正在結束時,聽到會議室外頭有大聲咆哮的聲音(是的,咆哮)。
我站起身,只見行政處長推門出去之後,另一位滿頭白髮的處長衝進來(應該就是名單上排第二位的財務處長),後面跟著人資長叨念著他:「你不要這樣說,我沒這個意思。」衝進來的處長先是怒目對著我,聽到人資長叨念他又轉身過去大聲咆哮:「我不管你有沒有這個意思,我就是這種感覺!為什麼不是教練到我辦公室,是我們要一個個來會議室,好像犯人被審訊一樣!我要客訴!」
人資長也是位直爽大嗓門的人,在這位處長咆哮過程也一直大聲回應:「你為什麼要有這樣的感覺!別人都不會這樣想,你要客訴什麼?如果你想到你辦公室你下次可以說啊,你又沒先說助理都排好會議室了,請你上來有什麼不對,你不要這樣想啊!」
只見財務處長對著人資長像是用盡最後一股氣的大聲埋怨:「我連這樣感覺都不行嗎?!我就是有這種感覺不行嗎?!你還管我什麼感覺?!你出去啦!」,
人資長又氣又好笑地說:「好啦好啦,處長你不要嚇到教練。教練,他就是這樣脾氣不好,這就是他需要教練的議題啦!」然後就幫我們關上了門。

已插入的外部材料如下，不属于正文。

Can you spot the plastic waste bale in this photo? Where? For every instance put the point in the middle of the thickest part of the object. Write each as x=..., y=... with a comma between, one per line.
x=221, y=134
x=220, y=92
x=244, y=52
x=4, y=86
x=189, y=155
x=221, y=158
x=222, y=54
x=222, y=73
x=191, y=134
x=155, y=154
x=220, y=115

整個過程中我一邊站著看眼前兩個人互槓的情景,一邊在心裡深呼吸的想:「憤怒源自於恐懼……….憤怒源自於恐懼…………………財務長會那麼憤怒,背後可能的恐懼是什麼呢?……………….」
財務處長走向椅子,一屁股坐下來,我倒了一杯水給他,也坐下來。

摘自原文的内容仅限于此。